Have you ever decided what you think will happen in a book based on the title, front cover or the first few chapters, then left confused when that doesn't happen? I recently listened to The All-Girl Filling Station's Last Reunion by Fannie Flagg (Fried Green Tomatoes at the Whistle Stop Cafe). While I enjoyed the book overall, the title just simply doesn't measure up to the storyline of the book.
The book takes place in two different times and places that come together later in the book. Sookie is a 60-year-old woman living in Alabama who discovers that she was adopted, a fact that her nonagenarian mother (still living) never revealed to her.
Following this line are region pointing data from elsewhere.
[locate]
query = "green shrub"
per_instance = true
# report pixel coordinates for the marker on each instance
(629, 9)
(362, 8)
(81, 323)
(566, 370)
Fritzi is a young woman in Pulaski, Wisconsin, working with her family at a filling station when the United States enters World War II. As Sookie begins researching her past, she puts previously unknown pieces of her history together, which fits in with the Jurdabralinski sisters.
I had in my head early in the book that with "Reunion" in the title, Sookie would discover not that she had been adopted, but that her mother had worked at at all-girl filling station during World War II when some women were placed in men's roles while they were overseas. I had in mind that Sookie's mother Lenore would be invited to a reunion of all the women who worked at this filling station. Sookie, whose relationship with her mother wasn't an easy one, would have traveled with her mother to this reunion. All this extra time together would have helped them talk through some things from their past, and come away from the trip with a greater understanding of each other and a stronger mother-daughter relationship. I had also imagined that Sookie would have really enjoyed meeting all the women who knew her mother decades before and hearing those women tell stories about her mother that she'd never heard.
As the book went on and my first ideas didn't line up with the plot, I formulated a new plan: as Sookie learned of her birth family and their business, she would become interested in meeting her mother and aunts who had run the filling station during the war. "Reunion" would mean that Sookie would travel to Wisconsin to meet them all, and this would be her first meeting of her birth family.
Neither one of these theories panned out, and I won't go into detail in case it spoils the book for the rest of you. I will say, though, that while I enjoyed a fun story with some historical base, the book needs a better, truer title. The title just doesn't measure up with what the book is really about.